2. Structured Learning: We do bible, phonics, math, science/ social studies, and arts/ crafts. Some days we do all these subjects, and other days we only do 2-3. We almost always do bible, phonics, and math. I pick and choose from the Littlest Learning Activities and to them during structured learning time. I also create many of my own lessons and ideas. You can find them on the blog I have started for teaching Cooper called, “Teaching Toddlers and Preschoolers

3. Table/ Blanket Time: I use this as a time for Cooper to do an activity at the table that he can do independently that reinforces the skills that he has already learned. I also use this time to let him play at the table or blanket, so it is not necessarily always academic.

4. Family Game Time: 2/3 the time this is educational.

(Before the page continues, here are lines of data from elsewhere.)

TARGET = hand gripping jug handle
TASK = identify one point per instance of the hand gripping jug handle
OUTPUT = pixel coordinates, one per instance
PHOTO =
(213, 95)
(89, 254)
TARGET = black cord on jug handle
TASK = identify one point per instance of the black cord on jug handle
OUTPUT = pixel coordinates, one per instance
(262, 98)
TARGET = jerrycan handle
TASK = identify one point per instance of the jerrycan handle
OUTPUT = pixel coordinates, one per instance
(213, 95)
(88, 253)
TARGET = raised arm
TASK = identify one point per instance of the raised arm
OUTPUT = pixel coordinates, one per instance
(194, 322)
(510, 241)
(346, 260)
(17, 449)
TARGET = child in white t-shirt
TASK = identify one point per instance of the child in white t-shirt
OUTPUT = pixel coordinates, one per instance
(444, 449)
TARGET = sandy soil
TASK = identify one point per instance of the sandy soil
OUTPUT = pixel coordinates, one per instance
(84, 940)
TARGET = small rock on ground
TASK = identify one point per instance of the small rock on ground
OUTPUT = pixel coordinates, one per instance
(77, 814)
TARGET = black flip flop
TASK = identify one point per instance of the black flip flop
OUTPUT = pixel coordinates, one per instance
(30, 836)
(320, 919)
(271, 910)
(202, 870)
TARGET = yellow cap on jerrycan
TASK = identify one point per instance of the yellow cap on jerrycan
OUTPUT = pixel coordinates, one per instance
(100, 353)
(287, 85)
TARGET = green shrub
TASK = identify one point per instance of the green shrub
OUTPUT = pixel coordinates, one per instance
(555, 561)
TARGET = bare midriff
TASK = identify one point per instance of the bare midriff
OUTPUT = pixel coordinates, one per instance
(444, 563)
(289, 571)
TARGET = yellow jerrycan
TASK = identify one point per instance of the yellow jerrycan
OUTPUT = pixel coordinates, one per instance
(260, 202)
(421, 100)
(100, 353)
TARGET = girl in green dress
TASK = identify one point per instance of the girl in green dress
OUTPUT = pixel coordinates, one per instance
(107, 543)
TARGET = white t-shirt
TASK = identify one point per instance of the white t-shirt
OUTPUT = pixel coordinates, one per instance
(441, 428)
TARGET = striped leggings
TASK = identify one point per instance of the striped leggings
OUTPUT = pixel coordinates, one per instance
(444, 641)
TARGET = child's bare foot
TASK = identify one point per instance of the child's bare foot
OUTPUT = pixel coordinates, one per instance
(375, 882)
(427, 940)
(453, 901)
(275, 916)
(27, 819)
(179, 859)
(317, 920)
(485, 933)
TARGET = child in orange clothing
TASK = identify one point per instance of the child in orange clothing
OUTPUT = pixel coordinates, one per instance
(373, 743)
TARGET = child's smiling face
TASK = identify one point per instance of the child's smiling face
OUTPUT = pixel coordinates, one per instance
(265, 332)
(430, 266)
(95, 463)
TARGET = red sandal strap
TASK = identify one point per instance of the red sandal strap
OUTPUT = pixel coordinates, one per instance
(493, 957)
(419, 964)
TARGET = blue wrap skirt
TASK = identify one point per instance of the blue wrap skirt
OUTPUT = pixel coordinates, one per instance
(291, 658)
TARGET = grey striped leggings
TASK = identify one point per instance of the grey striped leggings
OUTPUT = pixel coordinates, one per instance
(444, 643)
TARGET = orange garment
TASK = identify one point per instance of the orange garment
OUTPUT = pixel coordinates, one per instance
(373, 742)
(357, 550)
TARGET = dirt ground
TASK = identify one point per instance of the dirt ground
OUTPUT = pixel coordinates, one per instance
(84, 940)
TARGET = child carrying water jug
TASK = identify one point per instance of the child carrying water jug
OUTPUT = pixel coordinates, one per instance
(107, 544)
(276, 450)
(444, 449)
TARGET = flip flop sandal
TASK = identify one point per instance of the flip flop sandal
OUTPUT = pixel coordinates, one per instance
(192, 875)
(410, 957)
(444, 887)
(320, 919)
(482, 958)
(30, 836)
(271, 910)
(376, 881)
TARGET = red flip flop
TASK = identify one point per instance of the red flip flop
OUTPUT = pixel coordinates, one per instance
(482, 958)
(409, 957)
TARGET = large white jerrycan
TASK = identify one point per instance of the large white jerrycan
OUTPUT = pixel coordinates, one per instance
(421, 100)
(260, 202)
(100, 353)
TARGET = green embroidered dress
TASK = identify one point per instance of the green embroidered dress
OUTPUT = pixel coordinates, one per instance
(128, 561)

I like to get my husband in on Cooper’s learning. So we tend to play games that reinforce the skills that Cooper is learning. Most of the time, it is just repeating an activity we did earlier in the day, but now Cooper gets to show dad what he learned. Cooper LOVES to do his learning activities and games with dad. He gets so proud of himself.

8:00 Wake Up, Breakfast
8:30 Free Play
9:00 Circle Time (while his sisters have Blanket Time)
9:15/9:30 Outside Play
10:00 Structured Learning (while his sisters nap)
11:00 Snack & Read Stories
11:30 Independent Play Time
12:30 Lunch
1:00/1:15 Play with Mommy
2:00-4:30 Nap
4:30 Snack & TV
5:00 Table Time/ Blanket Time (while his sisters have Independent Play Time)
5:30 Free Play or Outside Play
6:00 Dinner
6:30 Family Play
7:15/7:30 Play with Daddy
8:00 Family Game Time or Read Stories
8:15 Bedtime Routine
9:00 Asleep

The twins (13 months old) only have about 15-20 minutes of structured learning right now. I do it in the morning after they first wake up. They are also read to at snack time. They have blanket time in the playroom while Cooper does circle time, so they hear us sing our songs and chant our rhymes, but obviously they are too young to participate yet.